Over the next few months, we will be highlighting a member of the Department of Medicine vice chair team each week to learn more about them and their roles in the department. Want more info? Find vice chair bios, FAQs, resources and more on our DOM Vice Chair Sharepoint.
Associate Vice Chair for Ambulatory Quality and Safety
Samantha Pitts, MD, MPH joined the department as the Associate Vice Chair for Ambulatory Quality and Safety in July 2021. As a faculty member in the Division of General Internal Medicine, she helped establish the Comprehensive Unit-Based Safety Program (CUSP) and led quality improvement initiatives in her clinical practice at Green Spring Station. She co-directs the Armstrong Institute Patient Safety and Quality Leadership Academy, a nine month program that mentors faculty, staff and trainees to lead quality and safety initiatives. Her research focuses on improving population health through the implementation and dissemination of evidence-based interventions in ambulatory care, leveraging health information technology and teams to improve systems of health care delivery and health outcomes. She directs the Johns Hopkins Precision Medicine Adult Primary Care Center of Excellence, which seeks to promote healthy people and communities through precision data and analytics to enable a learning health system.
As associate vice chair, she aims to:
- Serve as a resource on ambulatory quality and safety for providers, staff and leaders throughout the Department of Medicine (DOM)

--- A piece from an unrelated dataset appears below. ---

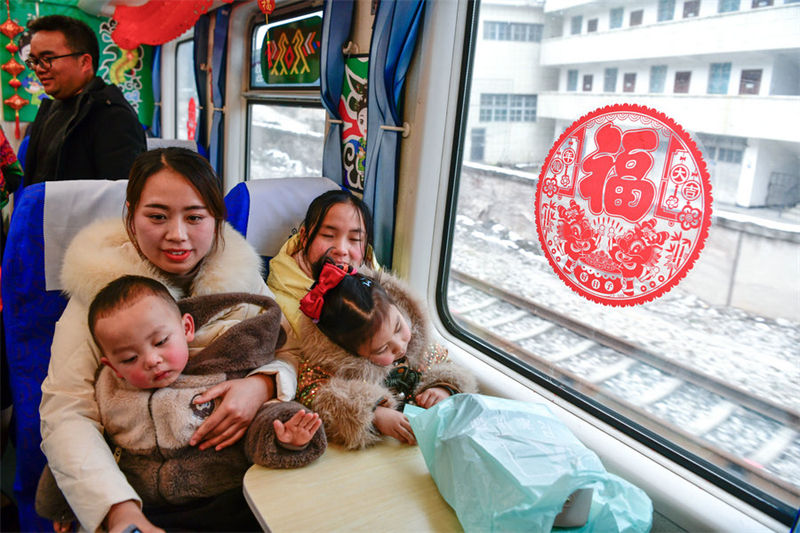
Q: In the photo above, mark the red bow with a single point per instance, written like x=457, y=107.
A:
x=331, y=275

- Represent the DOM in hospital and health system discussions about ambulatory quality and safety
- Collaborate with ambulatory clinic leaders, DOM leaders and JHM ambulatory teams on quality improvement activities related to Johns Hopkins strategic priorities and externally reportable metrics, such as Healthcare Effectiveness Data and Information Set (HEDIS) and the Maryland Primary Care Program (MDPCP)
- Assist local clinical and divisional leaders to address ambulatory safety event reports, including formal root cause analyses where indicated.

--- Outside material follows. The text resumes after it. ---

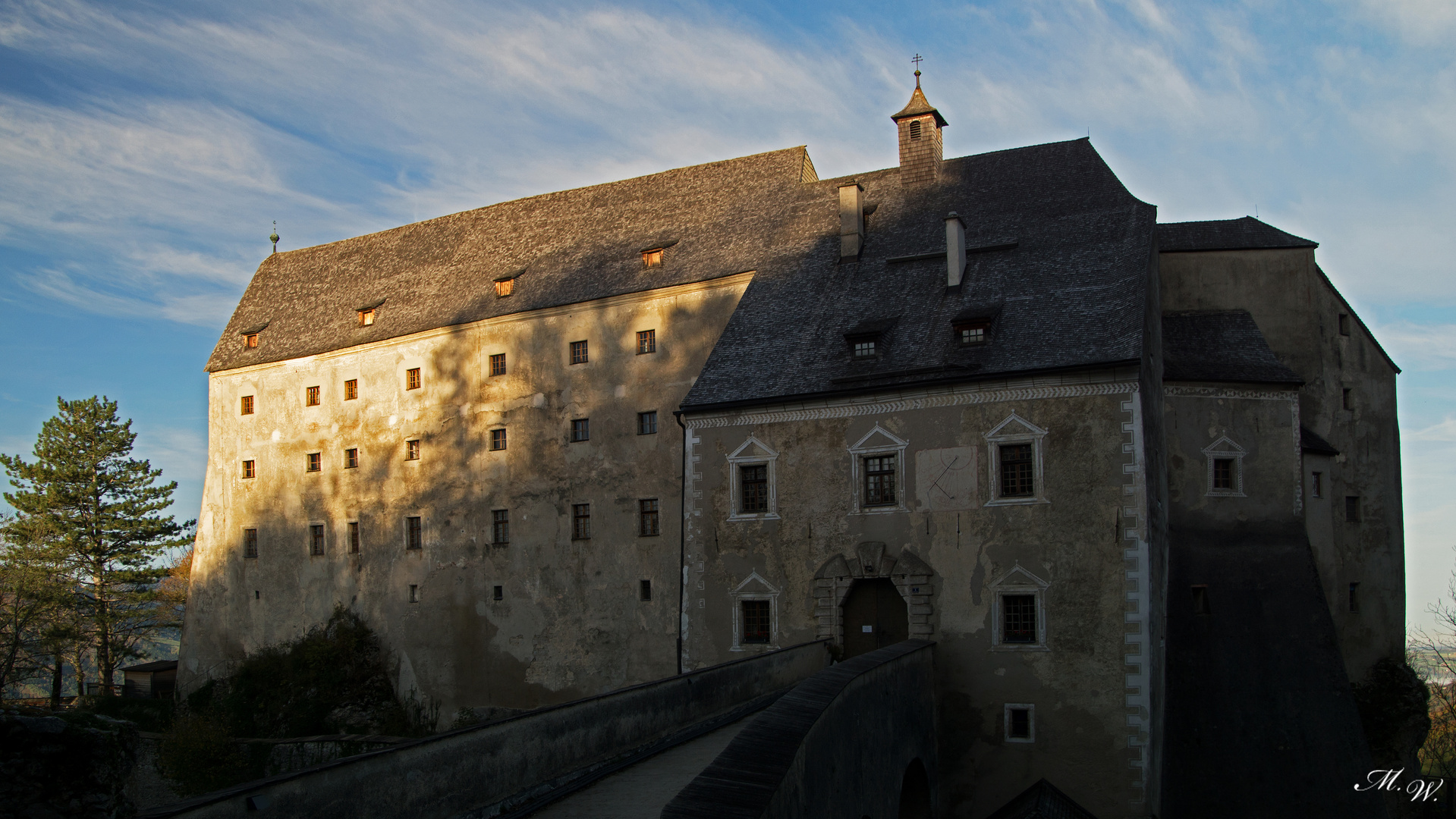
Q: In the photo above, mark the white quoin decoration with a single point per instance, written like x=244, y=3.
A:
x=954, y=249
x=851, y=220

During her first year, she met with clinical leaders across the DOM to understand each division’s quality and safety priorities and challenges and understand the scope of ambulatory care in the DOM. She continues to meet with quality improvement teams across the department to support their goals. In addition, she is working with Osler residents on an ambulatory QI initiative on hypertension control.

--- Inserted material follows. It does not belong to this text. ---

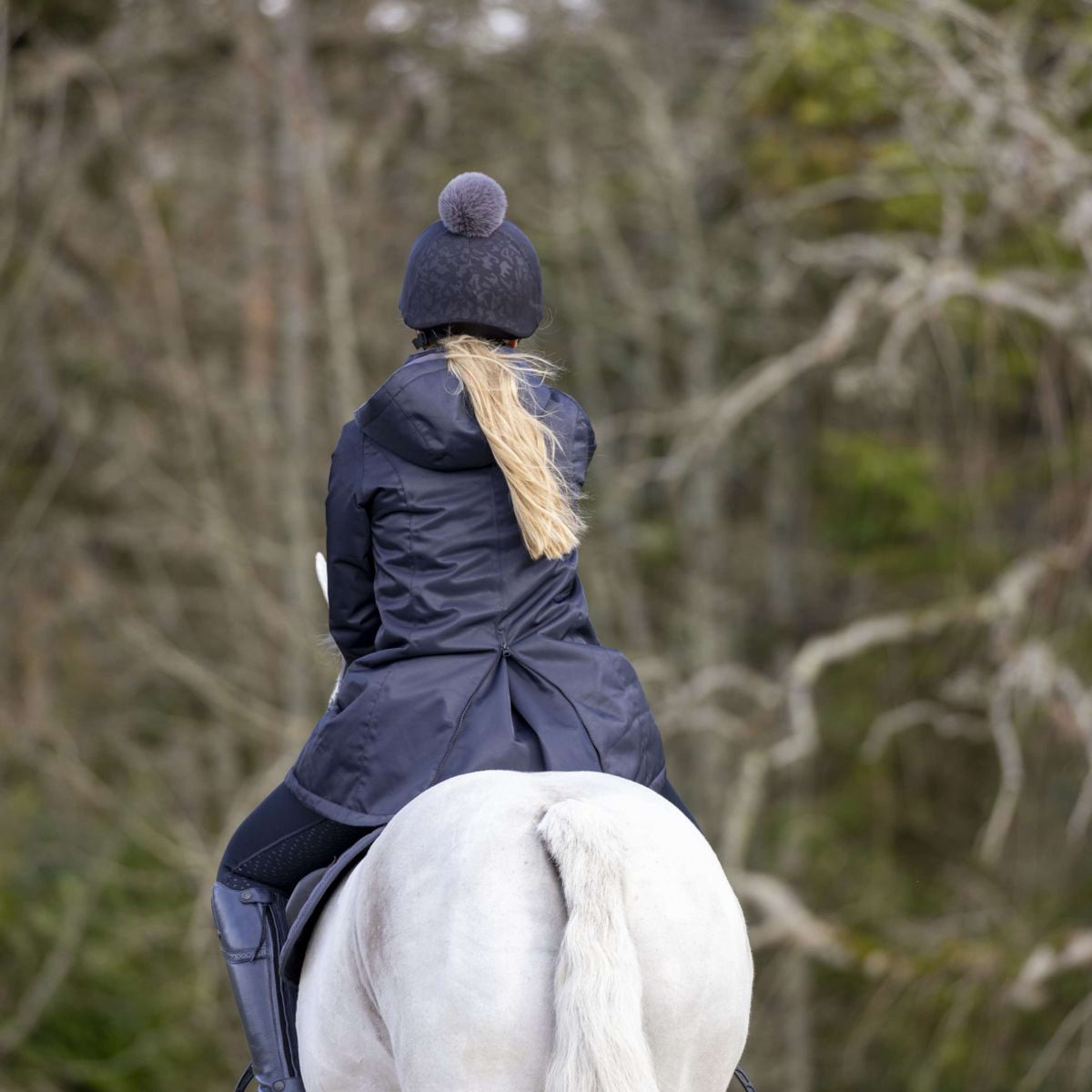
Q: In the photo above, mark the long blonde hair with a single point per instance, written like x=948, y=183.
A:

One frequently asked question is what resources are there for faculty or trainees to learn quality improvement methods. A great place to start is the Armstrong Institute’s Lean Practitioner for Healthcare Course, an eight hour course offered virtually several times per year. For those who are interested in further developing leadership in quality and safety, she encourages them to consider the Leadership Academy.
During her time as associate vice chair, she has learned about the amazing breadth of ambulatory care across the department and the complexity of the relationships between different Hopkins entities in the operations and oversight of ambulatory practices.